Not indifferent, but far from panicked.
I stay informed, all the while trying to keep at bay my annoyance at the media’s role, the finger pointing, and the lack of humanity for people who actually have it. But my serenity is not just about intellect.
While I’m far from the Queen of Zen, I attribute my calm to this — it’s been two years since I experienced 2012, the year that handed me an acute awareness of my own mortality. As the months that year unfolded, there was a steady rhythm of hits that kept coming – bam, bam, bam – as if the idea was ultimately for me to see some kind of stark reality.
But first, some context. At the end of 2011, I pitched a column idea to the editor of O The Oprah Magazine. I was 49 and the pitch was to chronicle the fabulousness that was about to be my 50s. I’d be living, baby. Try to keep up. Come along on my ride. You know you want to.
I hit send and then went on with a flurry of fun, including Madame Butterfly at the Metropolitan Opera and a resort in Palm Springs for my late-December birthday.
Yeeha. We’ve only just begun, people.
And then the calendar turned over to 2012. The year went something like this – knee injury, sudden death of an aunt, sudden death of a man I was in love with, death of another aunt from terminal illness, knee surgery, a diagnosis of hypertension, adverse reactions to drugs to treat it, shocking death of a former client. That was all by June.
Fifty didn’t have me hanging from any chandeliers with a glass of champagne in my hand.
Two more deaths in the summer and fall that year were followed by Hurricane Sandy; my town of Hoboken, N.J. was particularly hard hit by the storm. While I was blessed to have no damage to my home, I was wrung out and feeling lost for months afterward.
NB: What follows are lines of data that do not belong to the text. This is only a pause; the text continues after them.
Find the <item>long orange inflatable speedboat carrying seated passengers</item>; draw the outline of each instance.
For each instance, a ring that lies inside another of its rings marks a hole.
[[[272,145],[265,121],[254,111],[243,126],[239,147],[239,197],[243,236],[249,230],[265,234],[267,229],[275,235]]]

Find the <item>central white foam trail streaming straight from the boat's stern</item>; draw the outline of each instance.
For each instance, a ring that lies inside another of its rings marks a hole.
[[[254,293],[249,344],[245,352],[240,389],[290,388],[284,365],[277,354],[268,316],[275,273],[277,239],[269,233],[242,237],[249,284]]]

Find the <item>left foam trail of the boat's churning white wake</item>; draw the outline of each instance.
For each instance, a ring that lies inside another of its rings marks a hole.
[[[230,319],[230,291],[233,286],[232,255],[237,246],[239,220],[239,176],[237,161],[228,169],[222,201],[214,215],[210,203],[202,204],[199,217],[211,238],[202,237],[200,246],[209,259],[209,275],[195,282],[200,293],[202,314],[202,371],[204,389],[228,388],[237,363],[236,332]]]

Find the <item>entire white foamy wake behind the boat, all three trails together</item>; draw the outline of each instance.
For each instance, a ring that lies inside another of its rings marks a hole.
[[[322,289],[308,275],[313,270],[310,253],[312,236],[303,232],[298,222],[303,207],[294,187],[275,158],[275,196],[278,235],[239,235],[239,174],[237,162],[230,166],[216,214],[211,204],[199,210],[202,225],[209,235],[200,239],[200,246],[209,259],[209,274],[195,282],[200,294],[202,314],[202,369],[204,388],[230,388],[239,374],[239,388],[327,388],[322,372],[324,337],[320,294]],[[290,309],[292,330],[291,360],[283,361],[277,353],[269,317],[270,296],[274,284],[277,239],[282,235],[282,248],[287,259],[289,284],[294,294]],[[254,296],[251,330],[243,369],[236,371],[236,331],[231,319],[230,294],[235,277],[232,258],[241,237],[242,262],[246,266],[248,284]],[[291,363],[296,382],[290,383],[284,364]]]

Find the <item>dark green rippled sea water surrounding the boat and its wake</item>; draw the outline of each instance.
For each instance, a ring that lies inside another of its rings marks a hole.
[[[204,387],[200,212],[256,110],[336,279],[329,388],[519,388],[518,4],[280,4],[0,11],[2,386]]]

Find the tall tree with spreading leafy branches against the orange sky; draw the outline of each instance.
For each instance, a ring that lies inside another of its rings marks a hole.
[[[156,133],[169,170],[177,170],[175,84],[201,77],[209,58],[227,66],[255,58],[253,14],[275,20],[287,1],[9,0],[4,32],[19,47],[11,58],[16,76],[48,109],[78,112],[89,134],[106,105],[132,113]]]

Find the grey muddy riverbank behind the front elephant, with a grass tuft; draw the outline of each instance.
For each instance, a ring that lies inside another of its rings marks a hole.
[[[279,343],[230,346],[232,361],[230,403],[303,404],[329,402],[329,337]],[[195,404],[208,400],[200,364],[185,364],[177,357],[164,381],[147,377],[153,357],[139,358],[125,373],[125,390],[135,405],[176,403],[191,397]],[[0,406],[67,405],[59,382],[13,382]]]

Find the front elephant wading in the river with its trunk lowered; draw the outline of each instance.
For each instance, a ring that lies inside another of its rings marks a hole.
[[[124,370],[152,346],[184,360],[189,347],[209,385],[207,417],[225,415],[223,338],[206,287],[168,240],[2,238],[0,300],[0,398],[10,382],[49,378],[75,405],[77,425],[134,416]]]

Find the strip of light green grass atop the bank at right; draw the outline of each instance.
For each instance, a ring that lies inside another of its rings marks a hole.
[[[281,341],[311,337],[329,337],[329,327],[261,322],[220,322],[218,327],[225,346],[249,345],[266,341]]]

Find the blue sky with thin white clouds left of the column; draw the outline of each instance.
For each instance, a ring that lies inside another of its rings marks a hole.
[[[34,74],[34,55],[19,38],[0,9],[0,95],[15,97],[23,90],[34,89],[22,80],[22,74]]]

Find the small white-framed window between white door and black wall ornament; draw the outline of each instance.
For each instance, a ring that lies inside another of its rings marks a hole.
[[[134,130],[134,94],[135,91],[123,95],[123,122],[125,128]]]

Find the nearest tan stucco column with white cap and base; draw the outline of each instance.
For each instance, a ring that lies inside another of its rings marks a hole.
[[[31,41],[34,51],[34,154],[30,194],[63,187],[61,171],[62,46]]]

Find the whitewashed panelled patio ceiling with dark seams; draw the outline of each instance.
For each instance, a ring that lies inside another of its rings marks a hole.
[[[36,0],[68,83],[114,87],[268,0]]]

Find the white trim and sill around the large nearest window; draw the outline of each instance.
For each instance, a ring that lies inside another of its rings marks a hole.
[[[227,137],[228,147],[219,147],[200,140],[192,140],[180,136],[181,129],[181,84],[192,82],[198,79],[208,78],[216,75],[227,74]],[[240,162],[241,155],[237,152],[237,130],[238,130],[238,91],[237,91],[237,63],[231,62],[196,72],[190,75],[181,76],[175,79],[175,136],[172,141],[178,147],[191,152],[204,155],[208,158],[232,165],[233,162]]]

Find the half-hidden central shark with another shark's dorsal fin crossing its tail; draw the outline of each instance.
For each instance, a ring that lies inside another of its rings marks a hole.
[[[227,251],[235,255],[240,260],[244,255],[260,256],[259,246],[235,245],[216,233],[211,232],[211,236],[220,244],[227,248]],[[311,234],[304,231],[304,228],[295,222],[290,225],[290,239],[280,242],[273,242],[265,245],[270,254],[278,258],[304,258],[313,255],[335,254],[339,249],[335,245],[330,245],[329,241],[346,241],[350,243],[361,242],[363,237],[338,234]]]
In retrospect, I’m not sure I had the chance to completely process any one of the aforementioned things that happened. I was in survival mode – just keep going. However, each of them left me with lingering sadness and certainly lessons that translated to fresh perspectives. Unquestionably, the death of the man I mentioned had the greatest impact for several reasons – I was in love with him, we weren’t together when he died but I felt we eventually would be, no one else I’ve ever met has as close a spiritual perspective to mine as he did.
But there is also this. He died of a heart attack at age 46. He wasn’t feeling right, was going to go to the emergency room at the urging of the family members he was with, but wanted to shower first. He collapsed in the shower and died. Numb in my grief for a while, it’s only lately that I’ve noticed I am feeling the effects in the way I deal with my own health – in short, I’m afraid more. Of every pang and pain and shortness of breath.
I don’t want to sound like I have a death wish, but I am acutely aware of death now. If I had to list the things about it that scare me, Ebola wouldn’t make the top 10 or even 20. I’m still coming to grips with high blood pressure, so the word “stroke” keeps coming up. As are most people I know, I’m surrounded by instances of cancer that range from minor scares to death. I don’t typically sit up nights thinking about any of this, but seeing how others are reacting to the Ebola outbreak is bringing so many of my thoughts about dying to the forefront.
Insights and observations are swirling. I’ve released so much of my need to control. I’m a little more paranoid about my aches and pains. I’m more determined than ever to see more, do more, chill more, appreciate more. When I see someone walking with a cane I give them a wide berth because I know what it’s like to have one and hope that no one accidentally jostles me. When I sit next to an elderly man at a diner counter and strike up a conversation, I engage rather than get nervous when he shares that his wife died three weeks before.
I am a more present, more empathetic person because of 2012. I also emerged from that year with an intense curiosity about what happens to us when we die and in 2013 I went on a bit of a bender, reading and attending lectures and watching a whole lot of The Long Island Medium. I devoured bestselling books Proof of Heaven and Heaven Is For Real. I went to St. John the Divine in Manhattan to hear Dr. Eben Alexander talk about the former book and then weeks later back to that sacred landmark to see Irish mystic Lorna Byrne.
Since Hurricane Sandy I walk across the street once a week on a weekday for 12:10 mass even though I haven’t identified as Catholic since 2002 and consider my spirituality more of a hybrid. I can connect to spirit anywhere – church, temple, mosque, mountain, waterfront, sitting on the subway.
I never got that column in O Magazine. What I did get was a clear message – Attention, Nancy, we all die.
Recently I met a man in a casual setting and we struck up a conversation that quickly went from small talk to a deeper place. We talked about the NFL and values, family and death. At one point he showed me a guardian angel coin hanging from his key chain.
That’s where I am now, connecting with people who openly wonder what it all means and where we might go next. I like that so much.
Ebola is either going to get me or it’s not. In the meantime, I don’t have time to think about it. I have some living to do.